Another photograph, “Juniper Glow,” by Al Olson, describes his image perfectly. The foliage of the juniper tree, blushing with bright white light, stands solitary against a blackening sky. The tree being surrounded by rocks nearly the same size as itself, gives the scale of the composition an intriguing quality. Is this an elfin landscape, a bonsai juniper in a planter of palm-sized river rocks, or the dwarfing of a scene due to the overwhelming immensity of a coming storm? Olson’s highly grainy image, as well as his amped-up highlights and dialed-down shadows, add to the otherworldliness of this photograph.

With few abstract works in the exhibit, much of what one encounters are more or less able depictions and interpretations of landscapes and objects familiar to us. Barbara Heinrich’s acrylic painting, “Blue,” refreshingly takes us away from this literally rendered world and places us in the realm of light, color and shape, purely for their own sake and the engagement of one’s imagination.

Bringing us back to a more familiar place, artist Louise Grunewald enables the viewer to keep one eye to what is recognizable and the other to a world of pure feeling and color. Her mixed-media painting “Dreaming of Summer” employs gestural brush strokes reminiscent of alphabet letters, which was created last spring when she was waiting for the weather to warm. As she put it, “The piece is all about temperature.” This is apparent when one views the bold strokes of white paint standing in front of a background of delicate lines of cool purples and icy blues. Her white marks transform into animated strokes tinted by all the colors in the spectrum, as they dance across the composition.

“Currently, I am making work that is more about an emotional response than the actual written word. I’m intentionally working to not have legible writing but a stream of consciousness mark-making.”
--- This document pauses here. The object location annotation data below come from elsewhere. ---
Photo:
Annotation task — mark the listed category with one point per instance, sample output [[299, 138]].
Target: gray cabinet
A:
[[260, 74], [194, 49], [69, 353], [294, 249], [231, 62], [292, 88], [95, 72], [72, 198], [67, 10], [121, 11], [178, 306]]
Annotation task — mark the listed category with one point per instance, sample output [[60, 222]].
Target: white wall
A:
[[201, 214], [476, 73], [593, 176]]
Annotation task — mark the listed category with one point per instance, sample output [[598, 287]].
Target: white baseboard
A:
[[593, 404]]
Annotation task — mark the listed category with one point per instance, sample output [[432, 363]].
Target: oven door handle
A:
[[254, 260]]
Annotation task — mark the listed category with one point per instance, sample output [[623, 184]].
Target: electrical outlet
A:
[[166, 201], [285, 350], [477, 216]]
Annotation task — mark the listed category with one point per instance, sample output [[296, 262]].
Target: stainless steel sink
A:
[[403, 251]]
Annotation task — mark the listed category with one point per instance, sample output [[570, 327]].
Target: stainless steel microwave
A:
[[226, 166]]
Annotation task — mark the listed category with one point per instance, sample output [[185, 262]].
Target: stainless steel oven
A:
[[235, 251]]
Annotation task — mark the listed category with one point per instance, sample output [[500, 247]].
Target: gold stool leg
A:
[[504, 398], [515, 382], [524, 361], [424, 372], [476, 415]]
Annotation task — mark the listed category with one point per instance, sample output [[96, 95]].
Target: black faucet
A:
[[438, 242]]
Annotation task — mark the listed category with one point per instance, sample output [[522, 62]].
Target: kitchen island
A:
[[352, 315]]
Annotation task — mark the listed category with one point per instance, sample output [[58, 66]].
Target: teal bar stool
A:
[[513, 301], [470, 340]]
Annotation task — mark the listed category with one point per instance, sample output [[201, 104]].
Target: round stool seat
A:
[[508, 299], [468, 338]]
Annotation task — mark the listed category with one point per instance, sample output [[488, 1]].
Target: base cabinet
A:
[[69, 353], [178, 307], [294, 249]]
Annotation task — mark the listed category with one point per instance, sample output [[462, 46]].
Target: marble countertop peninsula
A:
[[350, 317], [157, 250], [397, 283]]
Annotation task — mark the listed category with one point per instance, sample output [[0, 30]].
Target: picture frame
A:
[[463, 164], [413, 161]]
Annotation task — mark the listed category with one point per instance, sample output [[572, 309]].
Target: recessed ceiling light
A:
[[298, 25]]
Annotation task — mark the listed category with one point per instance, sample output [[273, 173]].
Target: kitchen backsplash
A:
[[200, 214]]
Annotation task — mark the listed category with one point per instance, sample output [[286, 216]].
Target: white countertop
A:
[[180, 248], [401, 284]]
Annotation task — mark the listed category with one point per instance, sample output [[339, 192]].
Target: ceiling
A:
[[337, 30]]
Journeying ever deeper into the streaming consciousness is a poem and accompanying photo-collage by writer/artist Nancy Jacques. Untitled, her pairing takes us to a world where the metaphors of dark and light commingle and present the micro/macrocosmic wholeness of nature through its creative and destructive forces. Her words penetrate the seeming solidness of the world of matter just as her photographic image shows a doorway opening at sea level into an ocean cliff wall, a red wooden pathway beckoning the viewer to come into the light.

Her poem opens, “Come inside oh Holy Maker of storms and sea breeze mists/of fires in hearts and forests and mind-seeds/pop open/question myths of holy making/bud/ionic bonds nucleic cytoplasmic helixes.”

Artist Alison Goss records the experience of her inward journey in the piece, “Following the Breath,” a subtly painted, hand-dyed fabric quilt. Rich in pastel blues, turquoise, greens and pinks, with intricately stitched gauze and metallic threads, her overlapping and interlocking mandala form invites the viewer to stay and contemplate. Goss’ title indicates her purpose for making this quilt as a meditative one: “I am interested in contacting that sense of stillness through the body, going deeply within and identifying what separates us from being one with the source, to cultivate a deepening sense of joy and presence in the world.” For Goss, and many artists, the creative process is about gaining understanding and allowing something new to emerge into the light.